11) Regiane você usa bengala? Chegou a fazer curso de orientação e mobilidade?

Neste momento não preciso fazer o uso de bengala e também não cheguei a fazer o curso de orientação e mobilidade.

 

12) Como está a sua visão hoje? Você toma alguns cuidados na alimentação ou faz uso de suplementos?

Minha visão atualmente está bem limitada, especialmente meu campo visual e minha visão noturna. A visão frontal é a que me salva ainda. Faço uso de dois colírios para tratar o edema, e fiz a aplicação de injeção de corticoide no olho esquerdo.
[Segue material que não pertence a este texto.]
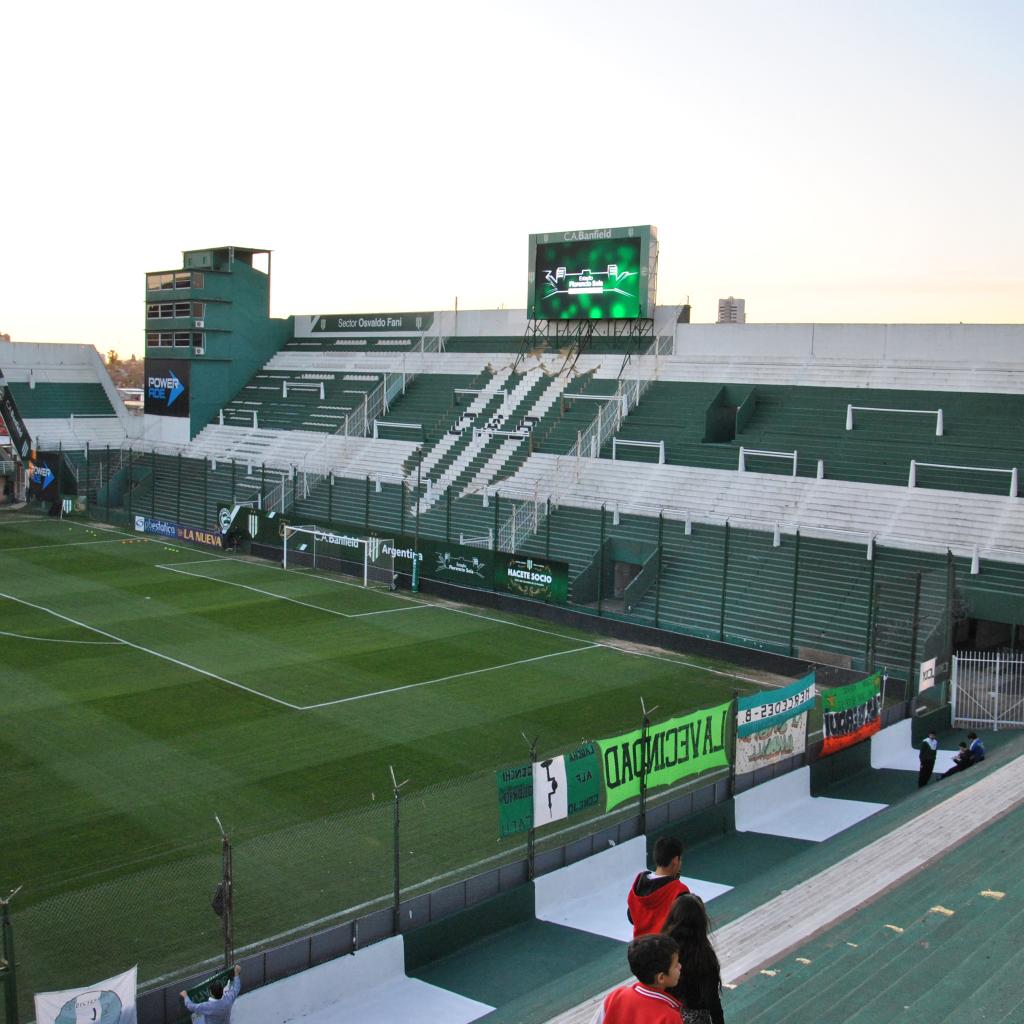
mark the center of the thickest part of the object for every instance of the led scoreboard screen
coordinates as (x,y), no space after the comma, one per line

Minha alimentação é balanceada, mas nada específico para o tratamento da retinose.

 

13) Na sua família tem mais casos de pessoas com retinose pigmentar, surdez ou síndrome de Usher?
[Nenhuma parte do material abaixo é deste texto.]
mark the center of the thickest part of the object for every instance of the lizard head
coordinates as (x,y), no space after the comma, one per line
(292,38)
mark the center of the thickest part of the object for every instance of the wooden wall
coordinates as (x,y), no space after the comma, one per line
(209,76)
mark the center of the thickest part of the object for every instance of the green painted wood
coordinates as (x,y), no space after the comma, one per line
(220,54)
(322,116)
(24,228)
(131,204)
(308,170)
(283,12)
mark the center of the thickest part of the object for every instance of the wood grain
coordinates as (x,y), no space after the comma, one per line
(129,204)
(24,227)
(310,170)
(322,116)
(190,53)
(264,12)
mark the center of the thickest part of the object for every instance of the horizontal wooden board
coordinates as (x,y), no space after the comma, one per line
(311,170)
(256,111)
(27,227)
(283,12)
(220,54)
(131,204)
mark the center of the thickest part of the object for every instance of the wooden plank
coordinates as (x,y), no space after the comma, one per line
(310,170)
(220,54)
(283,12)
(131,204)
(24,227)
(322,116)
Na minha família por enquanto, só eu apresento a síndrome de Usher. Meu irmão tem uma perda da audição bem leve no ouvido direito.

 

14) Regiane você acha que você se tornou uma pessoa melhor depois que soube da síndrome de Usher?

Depois da síndrome de Usher eu me inclinei a compreender mais profundamente a singularidade de cada PCD (Pessoa com Deficiência), explorar este universo (que também é o meu) e estudar como essas questões influenciam nossas vidas e as pessoas com quem convivemos.

 

15) Na sua opinião o que é ser uma pessoa com surdocegueira, uma pessoa com síndrome de Usher?

Uma pessoa com surdocegueira, com síndrome de Usher é alguém que possui perda auditiva e visual. Possui dificuldades para ouvir e enxergar. Muitos, para se adaptarem a sociedade e poderem se comunicar com ela, fazem o uso dos aparelhos auditivos, implantes cocleares e/ou língua de sinais. Outros usam lentes e óculos especiais que podem ajudar, mesmo que minimamente a enxergar. Outros usam a bengala ou cão guia para poderem se locomover. Nenhum usheriano é igual. Cada um tem a sua história de vida. Cada um possui sua marca digital, que é única no mundo. Cada um sabe a dor e a delícia de ser quem é.

 

16) Regiane, qual conselho que você dá para uma pessoa que acabou de saber que tem a síndrome de Usher?

Primeiro: Respire... rs. Segundo: se precisar de um tempo antes de compartilhar com alguém, respeite o seu tempo, mas não deixe de dividir isso com um profissional e fazer todo o tratamento. Terceiro: Você não tem culpa de nada disso. Quarto: procure um psicólogo (a), é uma pessoa que vai emprestar os ouvidos e te abraçar com eles junto com o seu processo. Não carregue esse fardo sozinho. Quinto: procure achar um sentido para a sua vida. Qual é o seu sonho? O que te faz sorrir? E lute por eles. Sexto: Você não é a sua Síndrome. Você é alguém que precisará de suporte, mas tenha certeza que dará a volta por cima e sairá fortalecido. Sétimo: Nunca deixe de cuidar de você e de amar você.